03 - Whisk whole eggs, egg yolks, and powdered sugar in a medium bowl until pale and thick, about 2 minutes.
04 - Stir melted chocolate mixture and vanilla extract into the egg mixture until fully combined.
05 - Sift in flour and salt, folding gently until just incorporated, avoiding overmixing.
06 - Divide batter evenly among prepared ramekins and place them on a baking sheet.
07 - Bake for 11 to 12 minutes until edges are set but centers remain soft and slightly jiggly.
08 - Let rest for 1 minute, then run a thin knife around edges and invert onto plates. Serve immediately with vanilla bean ice cream and garnish with berries, mint, and a dusting of powdered sugar if desired.

# Expert Tips:

01 -
  • The whole thing takes barely thirty minutes but tastes like you spent hours in a French patisserie.

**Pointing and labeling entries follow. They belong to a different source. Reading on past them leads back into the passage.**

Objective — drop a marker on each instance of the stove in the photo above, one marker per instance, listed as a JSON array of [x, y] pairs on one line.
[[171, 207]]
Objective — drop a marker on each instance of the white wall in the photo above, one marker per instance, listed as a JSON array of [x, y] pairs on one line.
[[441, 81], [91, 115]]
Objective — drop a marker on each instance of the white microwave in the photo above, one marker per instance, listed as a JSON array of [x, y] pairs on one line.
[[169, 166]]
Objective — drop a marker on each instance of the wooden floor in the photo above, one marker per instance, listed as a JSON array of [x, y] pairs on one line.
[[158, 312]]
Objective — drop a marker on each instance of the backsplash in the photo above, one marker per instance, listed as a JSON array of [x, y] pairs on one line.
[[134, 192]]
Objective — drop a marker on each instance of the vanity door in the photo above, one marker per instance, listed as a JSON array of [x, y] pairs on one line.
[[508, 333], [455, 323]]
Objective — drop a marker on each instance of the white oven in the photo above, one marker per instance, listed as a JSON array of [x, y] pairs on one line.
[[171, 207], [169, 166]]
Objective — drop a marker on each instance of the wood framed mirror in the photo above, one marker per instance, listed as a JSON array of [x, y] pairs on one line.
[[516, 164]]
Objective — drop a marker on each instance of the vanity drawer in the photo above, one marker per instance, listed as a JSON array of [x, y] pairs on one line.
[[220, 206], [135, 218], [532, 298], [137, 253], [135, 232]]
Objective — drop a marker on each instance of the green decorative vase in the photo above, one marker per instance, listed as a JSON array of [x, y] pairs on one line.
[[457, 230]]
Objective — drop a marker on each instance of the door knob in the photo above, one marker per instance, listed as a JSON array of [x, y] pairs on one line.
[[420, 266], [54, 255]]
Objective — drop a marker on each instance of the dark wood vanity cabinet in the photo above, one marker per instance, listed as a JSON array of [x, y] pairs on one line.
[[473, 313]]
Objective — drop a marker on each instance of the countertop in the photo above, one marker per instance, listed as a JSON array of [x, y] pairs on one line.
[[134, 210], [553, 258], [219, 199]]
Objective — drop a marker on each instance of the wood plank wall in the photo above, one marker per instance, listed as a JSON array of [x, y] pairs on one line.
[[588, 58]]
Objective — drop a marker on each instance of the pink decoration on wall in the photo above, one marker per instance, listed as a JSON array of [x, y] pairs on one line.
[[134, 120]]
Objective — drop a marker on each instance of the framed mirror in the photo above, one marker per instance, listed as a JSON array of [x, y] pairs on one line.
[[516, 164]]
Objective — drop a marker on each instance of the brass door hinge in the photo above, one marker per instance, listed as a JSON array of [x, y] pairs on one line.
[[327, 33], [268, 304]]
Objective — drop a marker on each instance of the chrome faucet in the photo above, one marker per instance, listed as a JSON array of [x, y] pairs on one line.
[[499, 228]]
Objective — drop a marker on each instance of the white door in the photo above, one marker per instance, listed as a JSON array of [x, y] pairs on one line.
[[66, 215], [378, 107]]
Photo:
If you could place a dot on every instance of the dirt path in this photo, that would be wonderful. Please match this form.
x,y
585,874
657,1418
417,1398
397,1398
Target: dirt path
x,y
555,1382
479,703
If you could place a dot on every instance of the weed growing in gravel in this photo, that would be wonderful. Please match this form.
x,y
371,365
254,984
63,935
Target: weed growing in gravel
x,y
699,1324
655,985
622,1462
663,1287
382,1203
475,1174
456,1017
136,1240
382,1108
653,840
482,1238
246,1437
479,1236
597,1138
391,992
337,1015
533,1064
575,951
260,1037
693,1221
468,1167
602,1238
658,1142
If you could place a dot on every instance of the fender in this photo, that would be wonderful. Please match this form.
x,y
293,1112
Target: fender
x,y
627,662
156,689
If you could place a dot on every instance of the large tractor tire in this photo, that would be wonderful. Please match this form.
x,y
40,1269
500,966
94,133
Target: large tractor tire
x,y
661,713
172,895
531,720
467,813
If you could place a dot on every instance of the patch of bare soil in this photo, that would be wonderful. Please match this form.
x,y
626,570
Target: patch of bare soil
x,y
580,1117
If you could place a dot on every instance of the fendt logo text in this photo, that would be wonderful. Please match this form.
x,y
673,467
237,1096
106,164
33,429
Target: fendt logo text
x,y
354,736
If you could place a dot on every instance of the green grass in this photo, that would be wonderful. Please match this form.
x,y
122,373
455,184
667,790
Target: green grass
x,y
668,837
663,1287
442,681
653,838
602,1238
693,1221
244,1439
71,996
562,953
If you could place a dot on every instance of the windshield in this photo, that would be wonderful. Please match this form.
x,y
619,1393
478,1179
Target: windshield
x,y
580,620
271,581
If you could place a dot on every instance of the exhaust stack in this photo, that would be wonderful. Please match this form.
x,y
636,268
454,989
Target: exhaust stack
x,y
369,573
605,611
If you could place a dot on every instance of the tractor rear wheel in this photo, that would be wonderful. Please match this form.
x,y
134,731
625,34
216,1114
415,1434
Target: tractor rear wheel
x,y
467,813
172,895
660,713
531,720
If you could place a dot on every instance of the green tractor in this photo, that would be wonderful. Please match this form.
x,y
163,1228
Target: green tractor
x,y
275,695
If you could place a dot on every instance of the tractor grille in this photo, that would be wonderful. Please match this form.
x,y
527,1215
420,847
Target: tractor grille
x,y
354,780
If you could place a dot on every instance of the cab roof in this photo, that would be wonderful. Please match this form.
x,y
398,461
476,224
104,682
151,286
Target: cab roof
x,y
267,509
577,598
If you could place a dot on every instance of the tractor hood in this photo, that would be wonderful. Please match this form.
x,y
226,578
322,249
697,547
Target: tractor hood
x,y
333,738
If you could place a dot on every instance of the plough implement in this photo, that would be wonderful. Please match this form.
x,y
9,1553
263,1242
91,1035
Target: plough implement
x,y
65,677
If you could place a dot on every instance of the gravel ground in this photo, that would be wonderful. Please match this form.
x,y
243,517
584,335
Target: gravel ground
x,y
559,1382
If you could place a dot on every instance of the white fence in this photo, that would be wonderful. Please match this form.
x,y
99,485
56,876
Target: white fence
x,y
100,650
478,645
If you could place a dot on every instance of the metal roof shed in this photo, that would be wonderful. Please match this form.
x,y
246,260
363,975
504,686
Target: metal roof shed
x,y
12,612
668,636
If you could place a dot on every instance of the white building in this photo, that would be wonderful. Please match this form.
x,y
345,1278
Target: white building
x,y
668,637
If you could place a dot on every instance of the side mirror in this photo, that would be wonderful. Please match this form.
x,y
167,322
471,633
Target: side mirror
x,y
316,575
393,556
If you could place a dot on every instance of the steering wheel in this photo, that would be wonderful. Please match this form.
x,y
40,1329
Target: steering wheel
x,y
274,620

  • You get that showstopping moment every single time—there's something almost ceremonial about that molten center.
  • Four individual cakes mean everyone gets their own moment of indulgence, and leftovers (if they happen) are forgiving.
02 -
  • The molten center depends entirely on not overbaking; use an oven thermometer because your oven's dial is probably lying to you, and watch the cakes closely in the final minute.
  • Prepare your ramekins and ingredients beforehand because once you start this recipe, there's no pausing—everything happens quickly and needs to go into a hot oven immediately.
  • If you chill the raw batter ahead of time (which you can), add one to two minutes to the baking time and start checking earlier because cold batter bakes unpredictably.
03 -
  • Use a digital oven thermometer because oven temperatures are rarely accurate, and a 10-degree difference means the difference between molten and fully baked.
  • Chill your baking sheet in the oven as it preheats so your ramekins sit on heat from underneath, which helps the bottoms bake faster and more evenly.